Capítulo sete: jantar.

24 4 2
                                    

•Aurora.

Sei que eu deveria parar de pensar desse jeito, mas não consigo. Tenho medo de falar algo que não deva e acabar matando alguém. Falei sobre a missão, será que assim menos pessoas morreriam? Ou mais delas?

Remexia a comida de um lado para o outro.

- Pensei que estivesse morrendo de fome. - Me virei a ele só para receber aquele mesmo olhar frio, nem sei mais se o que sinto são só calafrios pelo medo que ele causa ou por outro motivo.
Que droga!

Desde que pisei o pé nesse lugar tenho uma sensação estranha toda vez que seu olhar se encontra com o meu. Como se fosse um ímã que me puxa tão forte que me machuca quando tento lutar contra.
- Experimente, garanto que não está ruim. - Ele completou.
Não respondo, apenas viro o rosto. Não posso continuar com aquilo, é tão confuso.

Levi solta um longo suspiro.
- Escute. Eu sei que não sou a melhor pessoa para conversar, mas estou aqui em sua frente e percebo que você não está bem. Fale comigo, diga o que sente, porque, por mais que você seja irritante quando fala, eu ainda prefiro ter seus gritos e xingamentos do que esse silêncio horrível e sua cara de depressão. - Sua voz soava meio estressada. Acho que se eu não falar nada ele vai acabar me dando um soco.

- Levi... Eu só não sei mais o que fazer. - Finalmente mantendo um contato visual por mais de meio segundo, via que, por sua expressão meio curiosa, me encarava a bastante tempo. - Tenho medo do que vai acontecer se eu falar algo, se eu contar o futuro para vocês. Não sei se seria certo. Posso acabar matando outra pessoa por tentar salvar uma, posso matar você. Ou, se eu não salvar ninguém, ter a oportunidade em minhas mãos de libertar tantas pessoas da morte e não usar.

Sinto as lágrimas descerem pelo meu rosto, o aquecendo aos poucos. Pelo menos assim, alguma parte de mim vai estar quente.

- Por favor, me diga o que fazer. Porque eu já acabei com minha cabeça e não consegui uma resposta. - Sinto algo frio passar por minhas bochechas. Algo que me arranha um pouco, e ao olhar para cima, vejo Levi enxugando minhas lágrimas com um pano branco. Me olhava fixamente sem demonstrar compaixão, nada, nem um resquício de sentimentos.

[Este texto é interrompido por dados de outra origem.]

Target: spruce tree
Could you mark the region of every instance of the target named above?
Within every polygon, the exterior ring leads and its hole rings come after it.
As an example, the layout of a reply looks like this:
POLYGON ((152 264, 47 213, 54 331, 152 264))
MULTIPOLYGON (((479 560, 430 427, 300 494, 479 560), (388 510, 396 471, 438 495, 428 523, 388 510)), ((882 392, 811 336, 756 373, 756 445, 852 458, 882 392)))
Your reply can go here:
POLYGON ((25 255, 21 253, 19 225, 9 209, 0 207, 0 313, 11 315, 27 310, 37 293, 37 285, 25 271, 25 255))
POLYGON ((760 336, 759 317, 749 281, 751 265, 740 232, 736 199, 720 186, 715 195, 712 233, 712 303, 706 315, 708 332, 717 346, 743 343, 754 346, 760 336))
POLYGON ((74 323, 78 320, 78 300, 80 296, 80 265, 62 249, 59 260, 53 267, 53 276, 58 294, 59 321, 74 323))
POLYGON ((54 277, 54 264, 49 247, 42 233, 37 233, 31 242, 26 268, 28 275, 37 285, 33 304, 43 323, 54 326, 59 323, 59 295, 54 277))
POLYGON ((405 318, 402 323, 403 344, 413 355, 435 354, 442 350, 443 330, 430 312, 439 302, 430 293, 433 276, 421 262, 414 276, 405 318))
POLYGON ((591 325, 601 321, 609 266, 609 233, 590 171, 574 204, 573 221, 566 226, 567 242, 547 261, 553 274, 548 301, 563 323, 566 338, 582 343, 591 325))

- Não chore, não é muito agradável. Eu e Erwin vamos fazer o melhor para salvar todas as pessoas possíveis. Fez o certo a nos contar, usaremos suas informações para conseguir capturá-la mais rápido e com menos perdas. - Sua voz estava baixa, quase como um sussurro. A rouquidão soava como uma orquestra. Era tão relaxante que nem percebi que estava de boca aberta, o olhando como um cachorrinho. - Agora coma. Amanhã vou ensinar você a usar o DMT.

Foi como se tivesse tirado os arames que me enforcavam e faziam meu coração sangrar.

Talvez ele não seja tão durão quanto mostra ser.

Faço o que ele manda, como o mais rápido que posso e até me engasgo um pouco.
- Eu vou dormir no seu quarto de novo? - Pergunto.

- Por quê? Não gosta dele? - Me retrucava como se fosse uma criança que acabara de ver alguém xingando seu brinquedo favorito.

- Acho que vai ficar meio estranho. Uma cadete dormindo no quarto do capitão. - Ele solta a colher e volta seu olhar para mim.

- Vai continuar dormindo no meu quarto. Não será estranho porque todas as noites só entraremos nele depois que todos estiverem dormindo, como agora. Mas vou pedir que arrumem um quarto como os outros, para você fingir que é o seu. Todo o seu material necessário estará lá. - Levi havia deixado o pequeno pano, que enxugou minhas lágrimas, em cima da mesa. Me perguntou porquê ele anda com isso.

- Por que eu tenho que continuar dormindo com você? - Levi bufa para mim assim que termino a frase.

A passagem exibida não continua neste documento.